As part of a probe that began in 2019, the agency has contacted more than 30 national lenders regarding their role in the alleged activity and to verify their compliance with financial supervisory laws.
The Swiss press recently reported that the Public Prosecutor’s Office in Zurich and local police had identified payments of nearly US$10 billion from Venezuela to Switzerland, money of allegedly criminal origin distributed across several hundred different accounts.
Last year, FINMA said it had identified severe shortcomings in Julius Baer's anti-money laundering measures during the period between 2009 and early 2018, after investigating alleged corruption cases surrounding PDVSA and the International Football Association (FIFA). The regulator also called out breaches of reporting obligations and failures in risk management.

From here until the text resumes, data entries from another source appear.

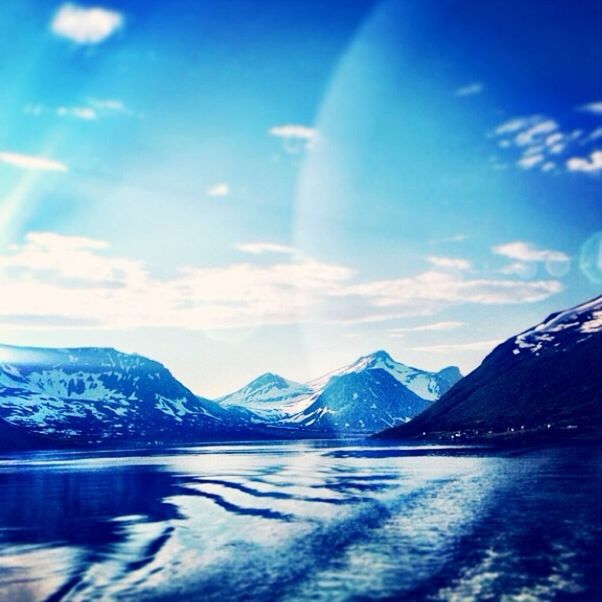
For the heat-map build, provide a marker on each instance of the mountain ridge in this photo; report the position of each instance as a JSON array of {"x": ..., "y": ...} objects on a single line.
[{"x": 544, "y": 382}]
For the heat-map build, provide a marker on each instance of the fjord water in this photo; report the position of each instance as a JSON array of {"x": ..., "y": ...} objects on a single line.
[{"x": 302, "y": 521}]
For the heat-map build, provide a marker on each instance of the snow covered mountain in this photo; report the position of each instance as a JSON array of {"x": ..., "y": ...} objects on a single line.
[
  {"x": 360, "y": 401},
  {"x": 269, "y": 396},
  {"x": 425, "y": 384},
  {"x": 95, "y": 395},
  {"x": 368, "y": 395},
  {"x": 543, "y": 382}
]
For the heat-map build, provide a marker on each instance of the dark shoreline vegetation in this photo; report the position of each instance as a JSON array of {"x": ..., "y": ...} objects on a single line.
[{"x": 542, "y": 386}]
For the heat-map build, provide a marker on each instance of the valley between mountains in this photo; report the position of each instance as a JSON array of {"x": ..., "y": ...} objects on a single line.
[{"x": 544, "y": 382}]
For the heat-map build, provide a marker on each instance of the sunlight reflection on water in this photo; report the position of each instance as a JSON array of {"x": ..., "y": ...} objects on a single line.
[{"x": 300, "y": 522}]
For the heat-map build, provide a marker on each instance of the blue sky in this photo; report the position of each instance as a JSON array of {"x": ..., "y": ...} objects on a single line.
[{"x": 235, "y": 187}]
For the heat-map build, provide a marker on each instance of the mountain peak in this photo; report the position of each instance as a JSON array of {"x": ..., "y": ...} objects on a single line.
[
  {"x": 450, "y": 372},
  {"x": 381, "y": 355},
  {"x": 268, "y": 378}
]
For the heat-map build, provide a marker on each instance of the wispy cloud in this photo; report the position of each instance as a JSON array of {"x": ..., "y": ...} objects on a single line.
[
  {"x": 449, "y": 262},
  {"x": 527, "y": 251},
  {"x": 261, "y": 248},
  {"x": 85, "y": 25},
  {"x": 85, "y": 113},
  {"x": 295, "y": 137},
  {"x": 593, "y": 164},
  {"x": 218, "y": 190},
  {"x": 432, "y": 327},
  {"x": 109, "y": 105},
  {"x": 89, "y": 111},
  {"x": 469, "y": 89},
  {"x": 80, "y": 278},
  {"x": 451, "y": 347},
  {"x": 543, "y": 145},
  {"x": 31, "y": 162},
  {"x": 592, "y": 107}
]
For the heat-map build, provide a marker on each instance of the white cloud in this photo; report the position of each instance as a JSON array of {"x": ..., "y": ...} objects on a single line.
[
  {"x": 112, "y": 105},
  {"x": 218, "y": 190},
  {"x": 432, "y": 327},
  {"x": 449, "y": 262},
  {"x": 78, "y": 280},
  {"x": 451, "y": 347},
  {"x": 295, "y": 137},
  {"x": 530, "y": 161},
  {"x": 591, "y": 165},
  {"x": 470, "y": 89},
  {"x": 518, "y": 268},
  {"x": 31, "y": 162},
  {"x": 260, "y": 248},
  {"x": 90, "y": 111},
  {"x": 85, "y": 113},
  {"x": 592, "y": 107},
  {"x": 86, "y": 25},
  {"x": 293, "y": 131},
  {"x": 527, "y": 252}
]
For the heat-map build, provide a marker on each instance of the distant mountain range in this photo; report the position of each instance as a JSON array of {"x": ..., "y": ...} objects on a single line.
[
  {"x": 371, "y": 394},
  {"x": 99, "y": 396},
  {"x": 96, "y": 396},
  {"x": 545, "y": 382}
]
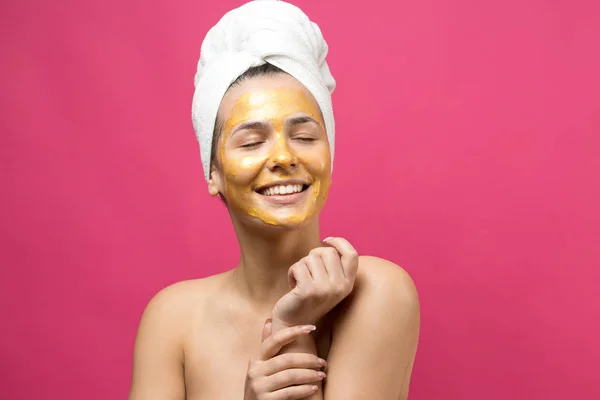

These deficiencies were reportedly most apparent in respect of “know-your-customer” background checks on clients, which were allegedly often incomplete or unclear.
One example cited by the regulator included a CHF70 million (US$79 million) transaction processed in 2014 on behalf of a Venezuelan client, against which the bank had allegedly failed to conduct any due diligence checks, despite having been aware the individual in question was facing serious allegations of corruption at home.
Nor is it the only time that Julius Baer has come under scrutiny for allegedly processing international transfers of suspected illicit cash.
The private lender was recently implicated in the FinCen Files, an investigative project conducted by OCCRP in partnership with several other agencies around the world that used documents leaked from the U.S. Treasury to uncover suspicious transactions at multiple global financial institutions.